The Milk Guy has morning glories. Well, they don't yet have their glory (i.e. flowers), even in the mornings, but the plants are growing in profusion, with the promise of more beauty even than heart-shaped leaves, to come.
There's a fence for the tendrils to wind up, and some of them are doing so, but others are growing back along the ground. The Milk Guy was contemplating training them up the fence, too, but they're too far entrenched along the stonework or whatever it is down there, so he said, "I guess there'll be some 'creeping glories,' too, then."
"That sounds funny," I chuckled. "'Creeping glory.'"
"It would make a great name for a band," he said. I'm sure it would. The band we saw recently was called "Raging Grace." I'm not positive it occurred to him right then how similar in genre the names are. Regardless, I just think it's an unmitigatedly great phrase, whether it's referring to a band or not.
It seems like it should be mitigated. Creep, creeping, creepy--none of these have very nice connotations. They make me think of certain customers we have . . . There's a sinister undertone to any word with "creep" at its root.

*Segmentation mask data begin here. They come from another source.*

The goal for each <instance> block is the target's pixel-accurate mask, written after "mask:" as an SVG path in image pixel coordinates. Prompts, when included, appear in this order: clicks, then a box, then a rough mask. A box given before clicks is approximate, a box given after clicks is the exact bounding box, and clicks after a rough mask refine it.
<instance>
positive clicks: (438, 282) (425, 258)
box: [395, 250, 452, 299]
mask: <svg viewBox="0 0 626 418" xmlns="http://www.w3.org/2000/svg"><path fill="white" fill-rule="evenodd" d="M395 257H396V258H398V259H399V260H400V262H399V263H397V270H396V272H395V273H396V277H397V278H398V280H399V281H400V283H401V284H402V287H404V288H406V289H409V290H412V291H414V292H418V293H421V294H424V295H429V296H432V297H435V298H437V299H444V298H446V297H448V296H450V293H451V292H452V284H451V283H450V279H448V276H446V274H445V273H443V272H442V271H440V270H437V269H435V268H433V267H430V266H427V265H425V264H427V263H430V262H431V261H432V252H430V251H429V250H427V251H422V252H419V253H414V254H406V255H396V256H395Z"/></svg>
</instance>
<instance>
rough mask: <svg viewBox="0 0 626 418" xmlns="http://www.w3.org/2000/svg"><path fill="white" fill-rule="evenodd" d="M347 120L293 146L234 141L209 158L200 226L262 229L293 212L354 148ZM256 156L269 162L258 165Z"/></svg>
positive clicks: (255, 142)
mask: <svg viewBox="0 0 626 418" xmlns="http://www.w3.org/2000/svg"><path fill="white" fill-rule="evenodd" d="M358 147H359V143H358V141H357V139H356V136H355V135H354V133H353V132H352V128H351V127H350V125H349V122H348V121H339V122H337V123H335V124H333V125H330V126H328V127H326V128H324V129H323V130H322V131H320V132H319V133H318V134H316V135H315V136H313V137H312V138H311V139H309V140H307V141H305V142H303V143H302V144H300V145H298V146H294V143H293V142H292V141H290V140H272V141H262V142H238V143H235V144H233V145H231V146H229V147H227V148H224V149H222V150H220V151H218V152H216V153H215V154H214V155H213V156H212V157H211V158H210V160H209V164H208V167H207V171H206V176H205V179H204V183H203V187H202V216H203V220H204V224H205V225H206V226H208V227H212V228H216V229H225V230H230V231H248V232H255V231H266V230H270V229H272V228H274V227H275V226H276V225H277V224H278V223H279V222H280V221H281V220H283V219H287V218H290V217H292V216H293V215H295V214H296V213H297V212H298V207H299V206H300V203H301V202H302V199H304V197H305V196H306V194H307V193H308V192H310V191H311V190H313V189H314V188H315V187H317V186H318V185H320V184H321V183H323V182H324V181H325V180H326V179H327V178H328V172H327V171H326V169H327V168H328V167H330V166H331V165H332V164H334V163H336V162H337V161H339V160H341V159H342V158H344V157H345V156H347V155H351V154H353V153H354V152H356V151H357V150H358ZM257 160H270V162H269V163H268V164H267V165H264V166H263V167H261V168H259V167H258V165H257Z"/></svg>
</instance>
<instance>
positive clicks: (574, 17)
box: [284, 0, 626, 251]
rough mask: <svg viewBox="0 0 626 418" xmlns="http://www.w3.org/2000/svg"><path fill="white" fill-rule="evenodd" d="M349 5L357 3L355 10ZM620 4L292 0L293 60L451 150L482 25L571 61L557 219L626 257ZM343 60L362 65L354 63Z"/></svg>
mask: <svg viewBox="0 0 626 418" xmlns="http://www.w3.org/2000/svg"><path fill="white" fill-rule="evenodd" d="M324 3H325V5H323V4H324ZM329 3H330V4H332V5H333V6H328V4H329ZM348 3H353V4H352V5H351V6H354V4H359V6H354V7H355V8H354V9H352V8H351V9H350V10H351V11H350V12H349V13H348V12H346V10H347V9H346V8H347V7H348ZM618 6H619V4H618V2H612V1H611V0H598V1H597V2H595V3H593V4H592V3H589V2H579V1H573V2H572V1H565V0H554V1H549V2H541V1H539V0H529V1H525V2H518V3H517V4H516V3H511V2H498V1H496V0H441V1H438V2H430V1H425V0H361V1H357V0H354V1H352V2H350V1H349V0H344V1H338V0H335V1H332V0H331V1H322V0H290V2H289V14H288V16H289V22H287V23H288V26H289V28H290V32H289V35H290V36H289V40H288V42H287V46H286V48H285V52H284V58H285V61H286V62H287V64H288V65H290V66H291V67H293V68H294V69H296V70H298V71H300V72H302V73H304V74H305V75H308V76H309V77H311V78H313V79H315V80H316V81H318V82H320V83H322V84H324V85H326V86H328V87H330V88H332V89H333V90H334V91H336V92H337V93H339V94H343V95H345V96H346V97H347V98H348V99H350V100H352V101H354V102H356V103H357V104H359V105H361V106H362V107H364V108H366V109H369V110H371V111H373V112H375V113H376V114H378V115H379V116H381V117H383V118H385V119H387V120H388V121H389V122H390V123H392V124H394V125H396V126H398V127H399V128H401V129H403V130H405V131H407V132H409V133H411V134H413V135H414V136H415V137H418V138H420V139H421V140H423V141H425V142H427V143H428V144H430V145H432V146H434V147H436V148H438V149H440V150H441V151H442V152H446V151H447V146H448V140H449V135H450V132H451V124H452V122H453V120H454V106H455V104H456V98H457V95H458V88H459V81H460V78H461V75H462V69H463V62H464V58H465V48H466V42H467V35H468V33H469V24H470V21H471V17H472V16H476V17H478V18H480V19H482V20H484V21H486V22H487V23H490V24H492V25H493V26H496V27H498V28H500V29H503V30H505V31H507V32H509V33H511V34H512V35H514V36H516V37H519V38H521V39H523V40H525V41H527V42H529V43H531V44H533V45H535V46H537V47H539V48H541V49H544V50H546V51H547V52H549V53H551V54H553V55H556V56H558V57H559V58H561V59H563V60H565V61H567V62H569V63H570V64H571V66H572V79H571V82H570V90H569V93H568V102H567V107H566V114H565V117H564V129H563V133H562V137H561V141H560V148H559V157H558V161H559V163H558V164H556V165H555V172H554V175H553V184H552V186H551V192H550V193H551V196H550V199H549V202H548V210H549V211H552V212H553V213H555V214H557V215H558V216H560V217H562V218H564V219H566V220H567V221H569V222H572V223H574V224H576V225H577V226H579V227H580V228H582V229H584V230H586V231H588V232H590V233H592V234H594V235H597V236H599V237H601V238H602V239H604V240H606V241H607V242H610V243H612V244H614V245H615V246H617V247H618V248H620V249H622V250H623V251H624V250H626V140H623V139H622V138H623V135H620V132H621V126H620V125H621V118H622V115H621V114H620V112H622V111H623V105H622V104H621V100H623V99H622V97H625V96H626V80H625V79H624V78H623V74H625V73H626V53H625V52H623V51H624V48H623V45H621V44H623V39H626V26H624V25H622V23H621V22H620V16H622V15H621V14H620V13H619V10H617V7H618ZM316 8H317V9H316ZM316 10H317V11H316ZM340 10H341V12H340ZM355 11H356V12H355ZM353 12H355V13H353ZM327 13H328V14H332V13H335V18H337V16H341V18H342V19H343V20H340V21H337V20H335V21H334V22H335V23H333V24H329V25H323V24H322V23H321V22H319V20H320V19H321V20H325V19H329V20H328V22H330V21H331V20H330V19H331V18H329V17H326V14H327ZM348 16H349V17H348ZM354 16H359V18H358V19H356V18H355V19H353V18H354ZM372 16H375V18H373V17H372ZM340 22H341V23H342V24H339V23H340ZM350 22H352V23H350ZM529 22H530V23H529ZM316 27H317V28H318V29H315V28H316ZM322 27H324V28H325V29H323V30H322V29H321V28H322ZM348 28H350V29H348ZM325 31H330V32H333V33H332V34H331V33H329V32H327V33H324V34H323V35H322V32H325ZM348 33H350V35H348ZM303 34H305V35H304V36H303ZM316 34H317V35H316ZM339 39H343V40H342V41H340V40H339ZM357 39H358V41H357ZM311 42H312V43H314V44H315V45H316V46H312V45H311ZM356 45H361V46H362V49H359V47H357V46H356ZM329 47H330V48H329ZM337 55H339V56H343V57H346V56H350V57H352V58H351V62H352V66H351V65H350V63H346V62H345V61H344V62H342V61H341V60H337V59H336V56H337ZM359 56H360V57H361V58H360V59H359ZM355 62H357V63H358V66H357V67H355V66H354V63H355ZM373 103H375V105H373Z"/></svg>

But I think it's apt anyway. I think sometimes the onset of glory feels sinister, even if it's--well, glorious, in the end. Ultimately, we probably have to die first, which doesn't have really fantastic connotations either. And even the hints and whispers of glory we receive here are often hard-won and feel a little bit like dying.
Also, they're usually just hints and whispers. "Creeping glory" reminds me that sometimes the glory of God doesn't burst upon us like a thunderclap, but sneaks up and surprises us. It makes me think of the parables Jesus told about the coming of the Kingdom--it's like a mustard seed, which surprises us with the large shrub that's inside it; or like a tiny bit of yeast, which surprises us by rising a whole batch of bread dough; or like a treasure, hidden in the ground.